Bipolar disorder: The truth behind 'self-binding' directives

In the sphere of mental health discussions, there are so many contradictory forces at play. When combatting mental health with public policy, it is easy to lose site of the nuance of personal experiences.

This is particularly apt when looking at bipolar disorder, a condition which causes extreme mood swings.

In such cases, issues of capacity need to be considered, and categories of ‘sane’ and ‘insane’ are imposed by higher authorities, and so become problematically polarised.

As part of Bethlem Gallery’s ‘Mental Health and Justice Project’ which has evolved through research with King’s College and funded by Wellcome Trust, Beth Hopkin’s Future Selves exhibition evaluates and explores advanced directives for people with bipolar disorder.

Advanced Directives are forms that patients fill in to control their medical treatment in advance of becoming ill.

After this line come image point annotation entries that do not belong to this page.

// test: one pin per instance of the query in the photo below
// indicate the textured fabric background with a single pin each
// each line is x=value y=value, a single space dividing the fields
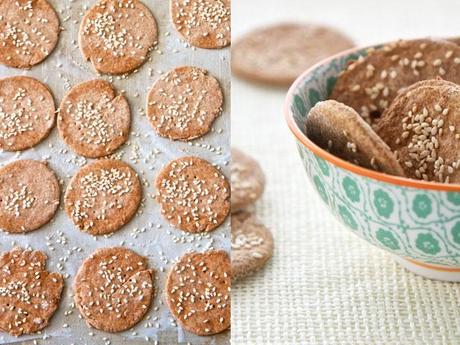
x=324 y=285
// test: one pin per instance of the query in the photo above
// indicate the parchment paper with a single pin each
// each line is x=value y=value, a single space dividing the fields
x=148 y=234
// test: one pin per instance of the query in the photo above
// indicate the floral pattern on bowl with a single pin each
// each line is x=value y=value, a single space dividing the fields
x=422 y=224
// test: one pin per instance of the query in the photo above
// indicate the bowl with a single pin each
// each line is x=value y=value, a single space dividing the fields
x=417 y=222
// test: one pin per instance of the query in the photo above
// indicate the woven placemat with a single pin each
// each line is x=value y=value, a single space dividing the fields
x=324 y=285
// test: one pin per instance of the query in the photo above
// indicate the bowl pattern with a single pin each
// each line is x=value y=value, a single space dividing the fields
x=416 y=223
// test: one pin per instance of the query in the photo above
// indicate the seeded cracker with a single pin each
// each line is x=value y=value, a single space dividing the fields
x=29 y=196
x=203 y=23
x=117 y=35
x=371 y=83
x=340 y=130
x=280 y=53
x=248 y=180
x=198 y=292
x=252 y=245
x=93 y=120
x=194 y=196
x=29 y=31
x=183 y=103
x=29 y=295
x=114 y=289
x=103 y=196
x=422 y=126
x=27 y=113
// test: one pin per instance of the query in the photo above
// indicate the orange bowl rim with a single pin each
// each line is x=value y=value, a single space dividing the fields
x=306 y=142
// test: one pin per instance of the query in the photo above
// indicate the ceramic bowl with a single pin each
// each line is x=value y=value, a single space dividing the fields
x=416 y=221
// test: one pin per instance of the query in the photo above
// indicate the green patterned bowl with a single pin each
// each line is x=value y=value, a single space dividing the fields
x=418 y=222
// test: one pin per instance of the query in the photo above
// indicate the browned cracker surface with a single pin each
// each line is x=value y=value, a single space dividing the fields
x=203 y=23
x=103 y=196
x=278 y=54
x=29 y=195
x=29 y=294
x=93 y=120
x=248 y=180
x=252 y=244
x=422 y=125
x=29 y=31
x=114 y=289
x=371 y=83
x=183 y=103
x=117 y=35
x=339 y=129
x=27 y=113
x=198 y=292
x=194 y=195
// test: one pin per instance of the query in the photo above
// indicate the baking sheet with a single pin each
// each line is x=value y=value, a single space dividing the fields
x=148 y=234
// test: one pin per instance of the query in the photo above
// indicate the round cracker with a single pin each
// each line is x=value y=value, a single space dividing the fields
x=194 y=195
x=183 y=103
x=252 y=245
x=114 y=289
x=203 y=23
x=93 y=120
x=27 y=113
x=248 y=180
x=278 y=54
x=422 y=125
x=30 y=295
x=117 y=35
x=29 y=32
x=103 y=196
x=371 y=83
x=198 y=292
x=339 y=129
x=29 y=196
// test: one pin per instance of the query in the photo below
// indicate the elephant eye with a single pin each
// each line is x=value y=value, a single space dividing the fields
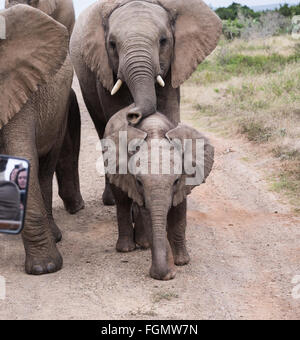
x=112 y=44
x=176 y=182
x=163 y=41
x=139 y=182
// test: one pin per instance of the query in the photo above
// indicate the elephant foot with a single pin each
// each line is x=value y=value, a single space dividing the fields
x=108 y=197
x=125 y=244
x=169 y=275
x=141 y=239
x=181 y=260
x=74 y=205
x=55 y=232
x=181 y=257
x=44 y=264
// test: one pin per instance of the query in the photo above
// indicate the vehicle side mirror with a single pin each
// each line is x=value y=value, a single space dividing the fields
x=14 y=183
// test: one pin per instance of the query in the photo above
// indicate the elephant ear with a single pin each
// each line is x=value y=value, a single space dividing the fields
x=34 y=50
x=46 y=6
x=201 y=164
x=93 y=43
x=126 y=182
x=197 y=31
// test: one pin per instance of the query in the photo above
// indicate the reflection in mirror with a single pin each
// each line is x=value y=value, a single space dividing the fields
x=14 y=178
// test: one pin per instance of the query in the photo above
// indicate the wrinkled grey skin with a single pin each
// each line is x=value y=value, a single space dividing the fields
x=34 y=108
x=136 y=41
x=158 y=201
x=60 y=10
x=67 y=172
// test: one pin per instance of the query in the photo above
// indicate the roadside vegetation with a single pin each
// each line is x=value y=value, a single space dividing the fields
x=251 y=87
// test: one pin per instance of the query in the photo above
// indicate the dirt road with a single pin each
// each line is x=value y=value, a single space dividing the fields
x=244 y=247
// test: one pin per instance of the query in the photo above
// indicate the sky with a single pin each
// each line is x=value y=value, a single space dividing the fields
x=80 y=5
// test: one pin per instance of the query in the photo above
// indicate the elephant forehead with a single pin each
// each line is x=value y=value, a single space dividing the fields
x=137 y=14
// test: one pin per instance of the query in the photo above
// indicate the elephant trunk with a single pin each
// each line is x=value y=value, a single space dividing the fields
x=139 y=72
x=162 y=259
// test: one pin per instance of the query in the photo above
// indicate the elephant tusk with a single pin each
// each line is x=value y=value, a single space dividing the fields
x=117 y=87
x=160 y=81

Wellcome Trust and King's College London, have been working to get them written into the Mental Health Act in England and Wales.

Hopkins' exhibition aims to put lived experience at the heart of research, and communicate diversity through artistic mediums.

Lucy Owen, producer of the ‘Mental Health and Justice Project’ said: “The law and mental health are these massive monolithic structures working with mass group of people and so it’s very easy to lose sight of the individual.

“Rather than shying away from these problems we’ve tried to face them straight on.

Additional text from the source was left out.